Last week, the Taliban issued an order that all Afghan women must be covered from head to toe if they dare to venture out in public. The measure is part of that country’s regression back to medieval rules denying women the freedom to be educated, work or live in any way but under strict Islamist traditions, in which they are largely treated as property.
This is the natural consequence of President Joe Biden’s disgraceful abandonment of Afghanistan last summer. Biden’s bugout left Americans and Afghan allies at the mercy of the Taliban and an astonishing decision to gift our enemies with vast stores of American aircraft, weapons and equipment.
But also left behind were millions of Afghan women who’d enjoyed a taste of freedom for 20 years while American forces and their allies held Kabul and most of the country. Among the hardships they now face is being banned from all secondary and higher education. They also can no longer work except in primary schools or health care. Travel is segregated by sex, and rules even extend to which kind of cellphones they can possess. These restrictions are strictly monitored and enforced.
Afghan women’s unhappy fate is something to ponder while we discuss the leak last week of a draft of a Supreme Court decision overturning the 1973 Roe v. Wade case that legalized abortion throughout the United States. Rather than focus on the constitutional issues, the debate has centered on emotional rhetoric about the plight of women in states where, if Justice Samuel Alito’s draft does represent the court’s final ruling, they’ll be unable to obtain legal abortions.
Americans are deeply divided about abortion and that discussion will likely heat up more once the question is returned to the democratic process in state legislatures, which is where it was until 1973, when a liberal 7-2 court majority invented a constitutional right to terminate pregnancies. Post-Roe, the public debate will return to whether (and when) an unborn child’s right to life takes precedence over the right of a woman to choose an abortion.
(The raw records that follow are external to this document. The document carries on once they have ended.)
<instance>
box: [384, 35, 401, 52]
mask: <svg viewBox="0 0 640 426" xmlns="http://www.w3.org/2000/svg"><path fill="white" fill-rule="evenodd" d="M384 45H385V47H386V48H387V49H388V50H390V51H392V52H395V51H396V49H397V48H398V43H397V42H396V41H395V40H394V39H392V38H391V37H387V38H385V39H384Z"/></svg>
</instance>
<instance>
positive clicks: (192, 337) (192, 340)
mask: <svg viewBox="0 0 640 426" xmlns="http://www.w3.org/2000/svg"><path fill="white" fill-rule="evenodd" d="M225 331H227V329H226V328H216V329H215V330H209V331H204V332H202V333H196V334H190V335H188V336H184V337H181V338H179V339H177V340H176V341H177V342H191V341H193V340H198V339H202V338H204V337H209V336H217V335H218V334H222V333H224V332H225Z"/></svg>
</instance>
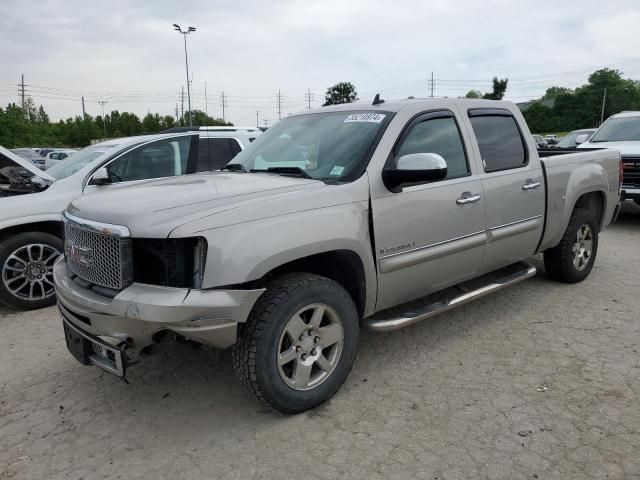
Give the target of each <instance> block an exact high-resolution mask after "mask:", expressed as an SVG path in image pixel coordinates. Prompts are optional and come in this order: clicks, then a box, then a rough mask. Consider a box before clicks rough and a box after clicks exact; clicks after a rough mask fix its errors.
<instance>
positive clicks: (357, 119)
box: [344, 113, 386, 123]
mask: <svg viewBox="0 0 640 480" xmlns="http://www.w3.org/2000/svg"><path fill="white" fill-rule="evenodd" d="M384 117H386V115H385V114H384V113H352V114H351V115H349V116H348V117H347V118H345V120H344V123H348V122H371V123H380V122H382V120H384Z"/></svg>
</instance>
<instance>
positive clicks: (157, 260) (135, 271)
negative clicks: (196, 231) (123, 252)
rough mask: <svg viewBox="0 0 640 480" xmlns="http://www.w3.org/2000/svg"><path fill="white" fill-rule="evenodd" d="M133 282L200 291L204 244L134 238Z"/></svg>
mask: <svg viewBox="0 0 640 480" xmlns="http://www.w3.org/2000/svg"><path fill="white" fill-rule="evenodd" d="M132 240H133V241H132V250H133V252H132V253H133V281H134V282H138V283H146V284H149V285H160V286H163V287H177V288H201V287H202V278H203V275H204V264H205V260H206V253H207V241H206V240H205V239H204V238H202V237H190V238H134V239H132Z"/></svg>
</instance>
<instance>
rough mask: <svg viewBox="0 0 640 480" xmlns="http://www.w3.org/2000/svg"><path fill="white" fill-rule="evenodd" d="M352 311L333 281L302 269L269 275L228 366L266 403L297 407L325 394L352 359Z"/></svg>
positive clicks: (311, 404)
mask: <svg viewBox="0 0 640 480" xmlns="http://www.w3.org/2000/svg"><path fill="white" fill-rule="evenodd" d="M358 335H359V321H358V313H357V310H356V307H355V305H354V303H353V300H352V299H351V297H350V296H349V294H348V293H347V292H346V291H345V290H344V288H342V287H341V286H340V285H339V284H338V283H336V282H334V281H333V280H330V279H328V278H325V277H320V276H318V275H312V274H307V273H294V274H287V275H284V276H282V277H280V278H277V279H276V280H274V281H272V282H271V283H270V284H269V285H268V286H267V291H266V292H265V293H264V294H263V295H262V296H261V297H260V299H259V300H258V302H257V303H256V305H255V306H254V307H253V310H252V311H251V314H250V315H249V319H248V320H247V322H246V323H244V324H241V325H240V326H239V331H238V340H237V342H236V344H235V346H234V348H233V366H234V369H235V372H236V375H237V376H238V378H239V379H240V381H241V382H242V384H243V385H244V386H245V387H246V388H247V389H248V390H249V391H250V392H252V393H253V394H254V395H255V396H256V397H257V398H258V399H260V400H261V401H262V402H263V403H265V404H266V405H267V406H269V407H271V408H274V409H276V410H280V411H281V412H284V413H298V412H302V411H305V410H308V409H310V408H313V407H315V406H316V405H319V404H320V403H322V402H324V401H326V400H328V399H329V398H331V397H332V396H333V395H334V394H335V393H336V391H337V390H338V389H339V388H340V386H342V384H343V383H344V381H345V379H346V378H347V375H348V374H349V372H350V371H351V367H352V366H353V362H354V360H355V356H356V351H357V346H358Z"/></svg>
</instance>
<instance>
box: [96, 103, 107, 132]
mask: <svg viewBox="0 0 640 480" xmlns="http://www.w3.org/2000/svg"><path fill="white" fill-rule="evenodd" d="M98 103H99V104H100V106H101V107H102V128H104V139H105V140H106V139H107V122H106V120H105V119H104V105H105V103H107V102H105V101H104V100H100V101H99V102H98Z"/></svg>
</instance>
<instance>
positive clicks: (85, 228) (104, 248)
mask: <svg viewBox="0 0 640 480" xmlns="http://www.w3.org/2000/svg"><path fill="white" fill-rule="evenodd" d="M64 220H65V222H64V237H65V238H64V251H65V257H66V260H67V264H68V265H69V268H70V269H71V271H72V272H73V273H75V274H76V275H78V277H80V278H81V279H83V280H86V281H87V282H90V283H92V284H94V285H99V286H102V287H107V288H112V289H116V290H122V289H123V288H125V287H127V286H128V285H129V284H130V283H131V281H132V275H131V239H130V238H129V237H128V232H127V231H126V228H124V227H120V226H116V225H109V224H101V223H97V222H92V221H87V220H83V219H79V218H77V217H72V216H70V215H68V214H65V216H64ZM125 235H127V236H125Z"/></svg>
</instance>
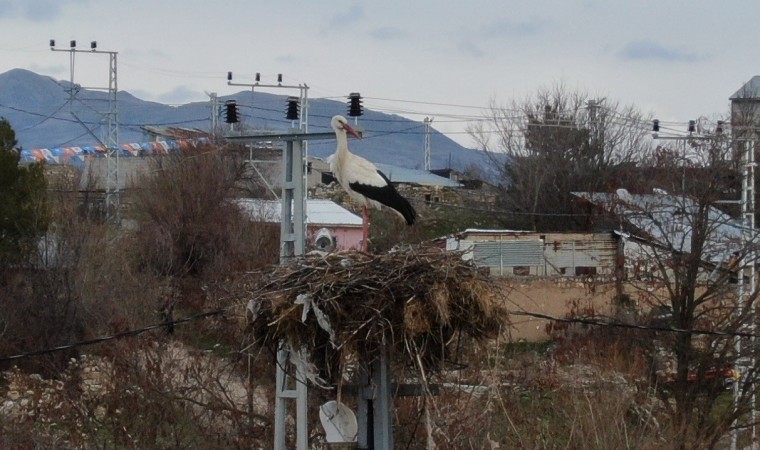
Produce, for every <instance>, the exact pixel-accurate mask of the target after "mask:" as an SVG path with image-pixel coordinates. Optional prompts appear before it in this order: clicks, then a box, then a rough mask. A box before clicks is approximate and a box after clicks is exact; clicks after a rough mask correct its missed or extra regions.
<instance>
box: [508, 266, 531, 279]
mask: <svg viewBox="0 0 760 450" xmlns="http://www.w3.org/2000/svg"><path fill="white" fill-rule="evenodd" d="M512 273H513V274H514V275H517V276H521V277H525V276H528V275H530V267H528V266H515V267H513V268H512Z"/></svg>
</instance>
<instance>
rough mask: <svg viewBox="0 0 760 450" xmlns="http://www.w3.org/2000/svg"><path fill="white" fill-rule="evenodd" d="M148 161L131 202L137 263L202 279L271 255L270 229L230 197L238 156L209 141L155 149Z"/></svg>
mask: <svg viewBox="0 0 760 450" xmlns="http://www.w3.org/2000/svg"><path fill="white" fill-rule="evenodd" d="M152 166H153V169H154V170H152V171H151V173H150V175H146V176H144V177H143V179H142V180H141V181H140V183H139V185H140V186H141V189H140V190H139V191H137V192H136V202H135V208H134V213H135V216H136V218H137V220H138V221H139V223H140V228H139V231H138V232H137V233H135V235H134V236H133V239H134V242H135V245H136V248H137V253H138V258H139V259H138V264H139V267H140V268H141V269H143V270H145V271H148V272H150V273H155V274H157V275H160V276H165V277H175V278H183V277H184V278H188V277H189V278H196V279H202V280H205V281H208V280H214V279H218V278H220V277H224V276H226V274H227V273H228V272H230V271H235V270H246V269H249V268H251V267H260V266H262V265H266V264H271V263H273V262H275V261H276V258H277V256H278V253H279V252H278V247H277V242H278V241H277V239H276V235H275V234H274V232H275V231H276V230H274V229H273V228H272V227H268V226H265V225H263V224H256V223H252V222H250V221H249V220H248V219H247V218H245V217H244V216H243V215H242V214H241V212H240V211H239V209H238V207H237V206H236V205H235V204H234V202H232V200H233V199H234V197H235V195H236V194H237V191H236V183H237V182H238V180H239V179H240V177H241V174H242V173H243V169H242V165H241V163H240V162H239V161H237V160H235V159H234V158H232V157H225V156H224V155H223V154H222V153H221V151H219V149H216V148H211V147H209V148H201V149H196V150H195V151H194V153H191V154H188V153H184V154H182V155H172V156H163V157H156V158H155V159H154V160H153V161H152Z"/></svg>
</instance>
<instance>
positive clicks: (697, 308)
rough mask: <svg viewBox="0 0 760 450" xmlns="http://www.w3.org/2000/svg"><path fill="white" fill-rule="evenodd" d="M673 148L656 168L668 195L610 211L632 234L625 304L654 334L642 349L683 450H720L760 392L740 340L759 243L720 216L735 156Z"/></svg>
mask: <svg viewBox="0 0 760 450" xmlns="http://www.w3.org/2000/svg"><path fill="white" fill-rule="evenodd" d="M671 142H673V143H674V144H675V145H673V144H671V146H670V147H669V146H667V145H666V146H664V147H662V148H660V149H659V151H658V152H657V153H656V154H655V159H654V160H653V161H652V164H654V165H655V167H653V169H654V170H657V171H659V173H662V174H670V178H669V179H668V178H662V180H663V181H665V182H667V183H668V184H667V185H663V187H665V188H667V189H662V188H660V189H658V190H656V191H655V192H653V193H651V194H643V195H641V194H631V193H629V192H627V191H619V192H618V195H616V196H615V195H611V196H608V197H607V202H606V208H605V209H607V210H608V211H613V212H614V213H615V214H616V215H617V216H619V217H622V218H624V219H625V220H624V222H625V223H626V224H627V230H626V231H627V232H628V233H629V234H628V235H627V236H628V237H627V239H626V244H625V246H626V253H627V254H626V261H627V269H628V270H627V279H626V284H625V286H626V295H627V296H629V298H631V299H633V300H634V302H636V303H637V304H638V305H639V307H640V308H639V309H640V311H641V314H642V318H641V319H642V321H643V323H644V324H645V325H648V326H651V327H652V328H653V329H654V330H655V331H648V332H644V333H642V335H641V336H640V339H638V340H637V343H638V344H639V348H640V349H641V350H642V352H643V354H644V355H646V359H647V361H648V363H649V365H650V371H649V373H650V378H651V382H652V386H654V388H655V390H656V392H657V395H658V397H659V398H660V399H661V400H662V405H663V406H664V407H665V409H666V411H667V412H668V413H669V416H670V417H671V419H672V423H673V426H674V429H675V430H676V433H677V435H678V448H684V449H685V448H715V447H716V446H719V445H722V444H725V439H726V435H727V433H728V432H729V430H731V429H732V427H745V426H749V425H750V424H751V423H750V422H751V420H752V417H751V415H749V414H748V413H749V411H750V410H751V408H752V401H753V400H752V397H753V395H754V394H755V393H756V392H757V387H758V382H760V379H759V378H758V372H757V370H756V368H755V367H754V364H747V363H746V358H747V357H749V356H751V355H754V354H755V352H756V348H755V347H756V344H755V340H753V339H748V338H747V337H746V336H741V335H737V334H741V332H747V331H750V330H752V329H753V327H752V324H753V320H754V318H753V314H752V311H753V310H754V308H755V306H754V305H755V302H756V300H757V291H756V289H754V288H753V287H752V285H751V284H750V283H749V280H750V275H751V270H753V267H754V265H755V263H756V261H755V259H756V257H757V254H756V248H755V242H756V236H753V235H751V234H750V230H749V229H747V228H745V227H743V226H742V225H741V224H740V223H738V222H737V220H736V219H735V217H734V216H732V215H731V214H727V213H726V212H725V211H723V210H722V209H721V208H722V207H723V200H724V196H725V193H726V192H732V191H733V192H736V191H737V187H736V185H735V184H736V177H735V176H731V175H730V174H731V173H733V172H734V169H735V166H736V162H735V161H734V159H733V157H732V153H734V150H733V147H734V146H732V145H730V144H729V142H728V141H727V139H723V138H722V137H721V136H719V135H714V136H706V137H704V136H703V137H700V138H692V137H690V136H689V137H685V138H684V139H683V140H674V141H671ZM684 145H685V146H684ZM674 154H680V155H681V156H680V157H678V158H675V157H664V156H663V155H665V156H667V155H670V156H673V155H674ZM668 190H671V192H668ZM600 200H601V198H600V197H597V201H600ZM743 361H745V362H743ZM737 368H738V369H739V372H738V374H739V375H740V378H739V379H738V380H737V379H736V376H737V371H736V369H737ZM732 381H733V382H734V384H733V385H731V382H732ZM729 386H733V391H732V390H731V389H728V387H729ZM732 394H733V395H732ZM729 398H733V401H727V400H728V399H729Z"/></svg>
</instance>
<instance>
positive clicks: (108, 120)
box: [50, 40, 120, 224]
mask: <svg viewBox="0 0 760 450" xmlns="http://www.w3.org/2000/svg"><path fill="white" fill-rule="evenodd" d="M50 50H52V51H54V52H68V53H69V65H70V76H71V80H70V83H71V86H70V87H69V108H70V111H71V114H72V115H73V116H74V117H75V118H76V119H77V121H79V122H80V123H82V124H83V125H84V123H83V122H82V121H81V120H79V119H78V118H77V116H76V115H75V114H74V111H73V109H72V106H73V104H74V101H79V102H84V101H85V100H84V99H81V98H79V92H80V90H81V89H82V87H81V86H80V85H78V84H76V83H75V82H74V75H75V70H74V69H75V60H76V54H77V53H97V54H106V55H108V56H109V63H108V87H107V88H106V87H88V88H85V89H90V90H99V91H106V92H107V99H108V100H107V101H108V110H107V111H106V112H99V114H100V115H101V116H102V118H103V121H102V122H101V127H103V125H105V129H104V130H103V128H101V131H103V133H102V134H101V136H100V139H98V137H97V136H94V134H93V136H94V137H95V139H98V140H99V141H100V144H101V145H103V146H104V147H105V150H106V155H105V156H106V176H105V194H106V198H105V211H106V220H107V221H108V222H109V223H115V224H119V213H120V211H119V203H120V198H119V197H120V187H119V107H118V97H117V94H118V92H119V88H118V83H117V78H118V77H117V61H116V59H117V55H118V52H111V51H101V50H97V43H96V42H94V41H93V42H92V43H91V47H90V49H89V50H79V49H77V48H76V41H71V47H70V48H68V49H58V48H55V40H51V41H50ZM85 128H86V126H85ZM87 131H89V132H90V134H92V132H91V131H90V130H89V129H88V130H87Z"/></svg>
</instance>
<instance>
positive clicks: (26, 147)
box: [0, 69, 489, 170]
mask: <svg viewBox="0 0 760 450" xmlns="http://www.w3.org/2000/svg"><path fill="white" fill-rule="evenodd" d="M73 88H74V89H78V93H77V94H76V96H75V97H74V100H75V101H73V102H72V101H70V98H71V96H70V93H71V90H72V85H71V83H70V82H68V81H62V80H55V79H54V78H52V77H49V76H45V75H39V74H37V73H35V72H32V71H29V70H25V69H11V70H9V71H7V72H4V73H1V74H0V116H2V117H5V118H6V119H7V120H8V121H9V122H10V123H11V126H12V127H13V128H14V130H15V131H16V139H17V140H18V143H19V146H20V147H21V148H24V149H35V148H55V147H72V146H80V147H81V146H87V145H97V144H98V143H99V137H100V135H101V134H102V132H101V131H102V130H101V127H102V123H103V116H102V113H104V112H106V111H105V110H106V108H107V105H108V103H107V99H108V97H107V93H106V92H104V91H99V90H88V89H84V88H80V87H79V86H74V87H73ZM286 98H287V96H285V95H276V94H270V93H266V92H255V93H254V92H253V91H250V90H245V91H240V92H237V93H235V94H232V95H225V96H220V97H219V102H220V104H221V105H223V104H224V102H225V101H226V100H231V99H234V100H236V101H237V104H238V109H239V111H240V115H241V118H242V121H243V123H244V124H245V125H247V126H249V127H251V128H253V129H267V130H272V131H282V130H287V129H289V128H290V127H291V122H290V121H289V120H286V119H285V105H286ZM117 100H118V118H119V123H120V131H119V143H131V142H142V141H145V140H147V138H146V136H145V134H144V132H143V131H142V130H141V129H140V127H141V126H144V125H157V126H181V127H188V128H198V129H201V130H209V129H210V126H211V106H210V102H190V103H186V104H183V105H180V106H170V105H164V104H162V103H157V102H152V101H146V100H141V99H139V98H137V97H135V96H133V95H132V94H130V93H129V92H127V91H119V92H118V93H117ZM221 109H222V110H223V109H224V108H223V106H222V108H221ZM345 112H346V103H344V102H339V101H335V100H328V99H309V131H313V132H317V131H330V130H331V128H330V125H329V122H330V118H331V117H332V116H334V115H336V114H343V115H345ZM219 121H220V122H221V123H223V118H219ZM359 125H360V126H362V127H363V128H364V130H365V134H364V136H365V139H363V140H361V141H352V143H351V145H352V151H353V152H355V153H357V154H360V155H362V156H364V157H365V158H367V159H369V160H372V161H375V162H382V163H388V164H393V165H397V166H401V167H407V168H412V169H421V168H422V167H423V165H424V125H423V124H422V123H420V122H416V121H413V120H410V119H407V118H404V117H401V116H397V115H393V114H386V113H381V112H377V111H372V110H368V109H365V111H364V115H363V116H361V117H360V118H359ZM334 149H335V148H334V143H333V142H332V141H314V142H311V143H310V144H309V153H310V154H311V155H313V156H317V157H326V156H327V155H329V154H331V153H332V152H333V151H334ZM431 149H432V150H431V162H432V167H433V168H453V169H457V170H465V169H467V168H469V167H471V166H478V167H480V168H481V169H487V168H488V164H489V163H488V158H487V157H486V156H485V154H483V152H481V151H478V150H473V149H468V148H466V147H464V146H462V145H460V144H458V143H457V142H455V141H453V140H451V139H450V138H448V137H447V136H445V135H443V134H441V133H439V132H437V131H435V130H432V133H431Z"/></svg>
That’s a debate in which women will play a leading role on both sides of the issue. Lost on the red-cloaked activists is the fact that even if abortion is banned in some states, the laws of the United States will still guarantee the rights of women as full citizens.
They’ll be free to take to the streets and to the polls on Election Day, and change the laws they dislike.
We are not living in a real-life “Handmaid’s Tale.”
The women of Afghanistan, betrayed by Biden’s lame hopes that the Taliban might behave better after their victory, should be so lucky. Like women in other Islamist countries, like Iran, where they are forced to wear a hijab, banned from sports events and subjected to all sorts of segregation, they know what a real war on women means every day.
They’re living in a genuine dystopian nightmare and must face up to the fact that, for the most part, their liberal sisters in the West couldn’t care less about them. To the contrary, the American left is quick to regard any criticism of fundamentalist Islam as Islamophobia, not a defense of liberal values.
As much as Americans will remain at odds about abortion, events in Afghanistan are a reminder that if you’re really interested in defending women, the best place to start is in nations under the thumb of Islamist theocrats, not at the Supreme Court.
Jonathan S. Tobin is editor-in-chief of JNS.org.